Tuesday Briefing: Snow exits, wintry and colder pattern awaits

Every so often, we come across a storm that is quite humbling for meteorologists – one that defies most of our common practices and goes against the grain of what we are expecting. Last nights storm system was exactly that, as we expected the storm to pass mostly without fanfare. Just yesterday, regional observations and short term model guidance suggested the system would pass fairly harmlessly seaward, with light snow along the coast and Long Island with light accumulations on the East End.

As you may have already heard, much more than light accumulations occurred, with parts of Eastern Long Island reporting 6-9″ of new snowfall — a significant, warning criteria winter weather event. While these numbers were relegated to the Eastern part of Long Island, their occurrence was significant in its own right, as our forecasters were not anticipating numbers anywhere close to those to occur. As it turns out, forecast model guidance did a very poor job in resolving mesoscale features of the storm system, which allowed banding to pivot further westward and develop last night with moderate snowfall on Long Island. Another learning experience for all involved, in a profession that requires near constant learning to stay ahead of the curve – which we intend to do.

Here are some of the latest snowfall totals for last nights event. 

As we move forward into the middle part of the week, the weather will become a bit more benign, with calm high pressure settling in and keeping temperatures seasonable in the Northeast states. This will be short lived, as an active pattern will develop very quickly, with a reshuffle of the weather pattern in the Pacific Ocean leading to a crescendo in cold and stormy weather over the next two to three weeks.

The first in a series of wintry weather threats will come during the tail end of the week, as a weak frontal system passes through the Northeast states. Forecast models suggest trailing moisture along this front could lead to a mixture of rain and wintry precipitation, with wintry precipitation on the back end of the frontal zone on Friday.  A zone of light snowfall could blanket the Mid Atlantic and Northeast states on Friday morning as the front shifts through, ushering in arctic air.

GFS model suggesting the development of snow on Friday morning.

GFS model suggesting the development of snow on Friday morning.

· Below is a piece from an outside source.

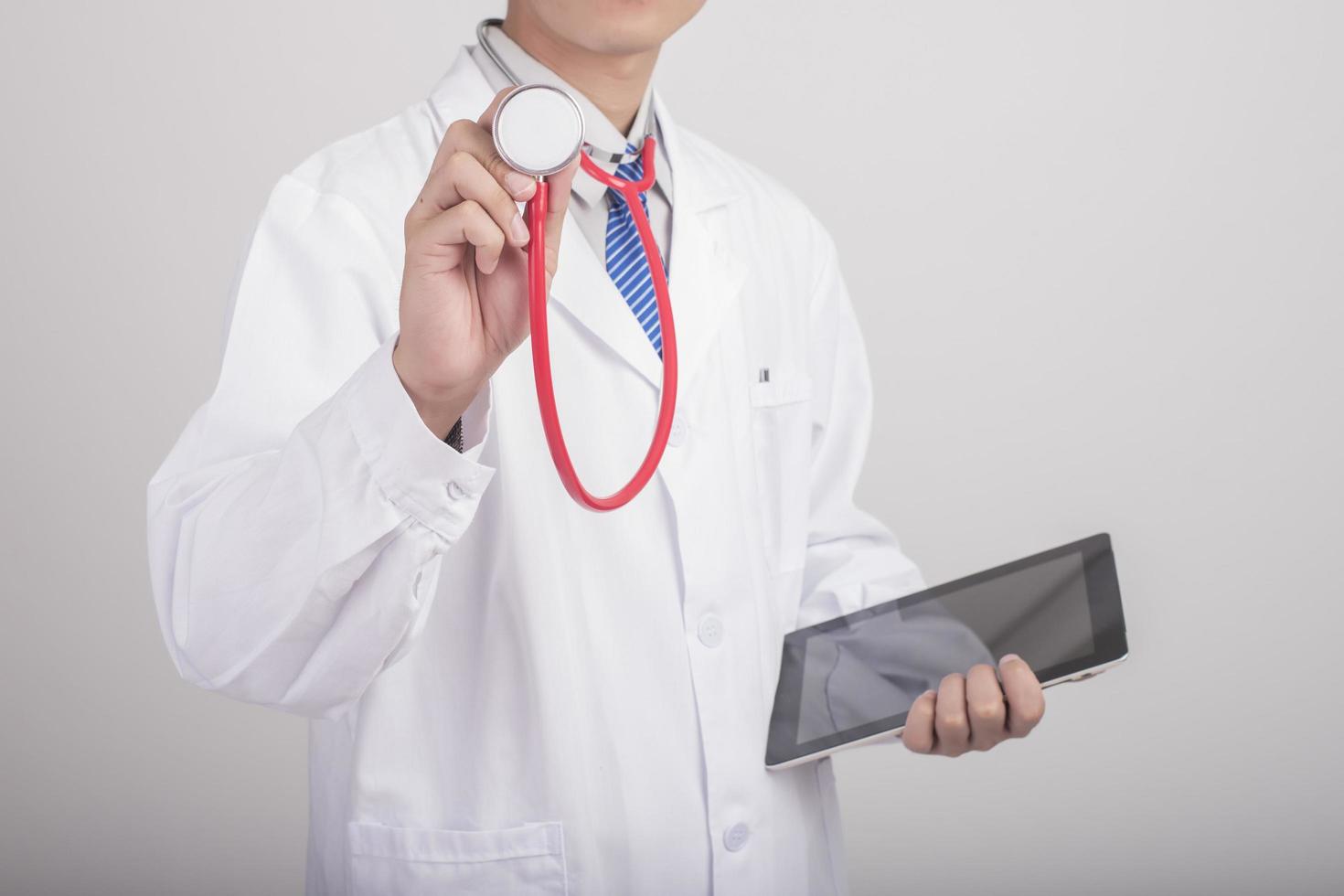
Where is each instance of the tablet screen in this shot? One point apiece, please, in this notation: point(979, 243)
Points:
point(858, 675)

Another threat then evolves during the upcoming weekend near Super Bowl Sunday, when forecast models suggest a moderately strong disturbance will eject through the Mississippi River Valley and towards the East Coast. Exactly how this disturbance behaves and interacts is still up in the air – but the potential exists for a light to moderate wintry weather event in the Northeast States if the system can “turn the corner” and amplify near the coast, aiding in the development of a low pressure system offshore.

The GFS, ECMWF and Canadian model guidance have all hinted at this to some extent, but to varying degrees. A weaker and more progressive system would result in minimal impacts, while a more organized system could result in moderate winter weather impacts with a more recognizable low pressure system developing. We’ll be keeping a close eye on trends among ensemble guidance as we move through the next few days.

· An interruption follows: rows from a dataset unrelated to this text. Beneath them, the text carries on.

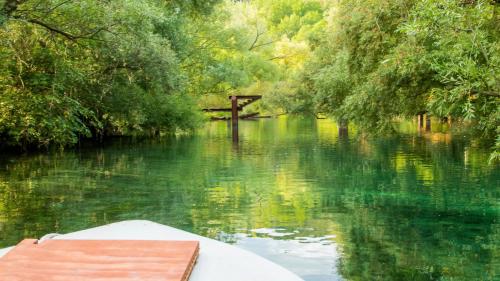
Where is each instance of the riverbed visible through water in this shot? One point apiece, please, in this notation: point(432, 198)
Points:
point(419, 206)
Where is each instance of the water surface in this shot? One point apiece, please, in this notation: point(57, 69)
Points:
point(424, 206)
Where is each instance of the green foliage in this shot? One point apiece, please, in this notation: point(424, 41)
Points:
point(79, 68)
point(384, 59)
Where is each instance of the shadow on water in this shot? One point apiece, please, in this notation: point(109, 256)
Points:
point(327, 207)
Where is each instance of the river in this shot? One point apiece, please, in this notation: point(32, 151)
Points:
point(420, 206)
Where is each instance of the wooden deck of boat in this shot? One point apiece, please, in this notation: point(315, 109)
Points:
point(85, 260)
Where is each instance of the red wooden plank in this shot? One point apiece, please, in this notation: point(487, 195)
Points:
point(85, 260)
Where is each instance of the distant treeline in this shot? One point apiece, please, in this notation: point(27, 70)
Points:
point(89, 68)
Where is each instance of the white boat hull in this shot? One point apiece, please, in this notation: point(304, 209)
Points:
point(217, 261)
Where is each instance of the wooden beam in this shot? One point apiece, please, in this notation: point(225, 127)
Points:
point(234, 117)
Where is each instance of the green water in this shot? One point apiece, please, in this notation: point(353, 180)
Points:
point(418, 207)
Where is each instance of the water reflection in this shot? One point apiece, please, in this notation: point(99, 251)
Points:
point(329, 208)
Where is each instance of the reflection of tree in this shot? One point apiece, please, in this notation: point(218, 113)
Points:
point(401, 208)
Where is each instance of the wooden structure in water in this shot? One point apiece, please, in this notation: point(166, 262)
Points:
point(238, 102)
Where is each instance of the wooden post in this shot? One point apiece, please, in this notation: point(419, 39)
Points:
point(343, 128)
point(420, 121)
point(427, 122)
point(234, 117)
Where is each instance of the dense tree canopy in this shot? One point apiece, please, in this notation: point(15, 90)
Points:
point(73, 69)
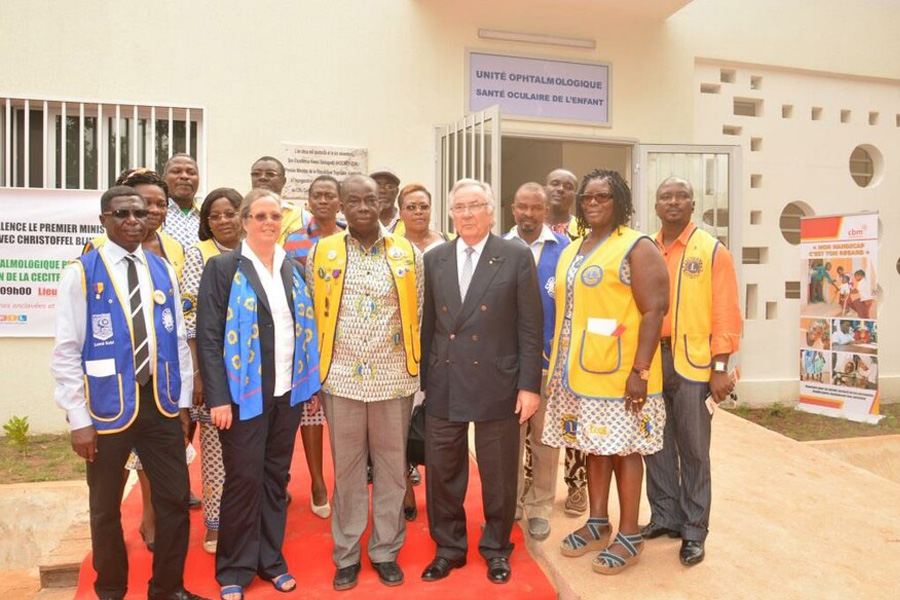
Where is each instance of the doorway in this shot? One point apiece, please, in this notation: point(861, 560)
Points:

Here are the weather highlights, in case you wanted an abbreviated version:

  • We significantly under forecast snowfall amounts on Long Island last night, where 6-9″ of snow fell.
  • Calmer weather returns over the next few days in the Northeast states.
  • A light wintry threat occurs Thursday PM through Friday AM, as a front passes by with light accumulations possible from the Northern Mid-Atlantic into New England.
  • Another event approaches the Northeast from Sunday into Monday, and could be more impactful depending on how organized the system becomes.
  • Wintry threats with cold air will continue in the East through the middle part of February.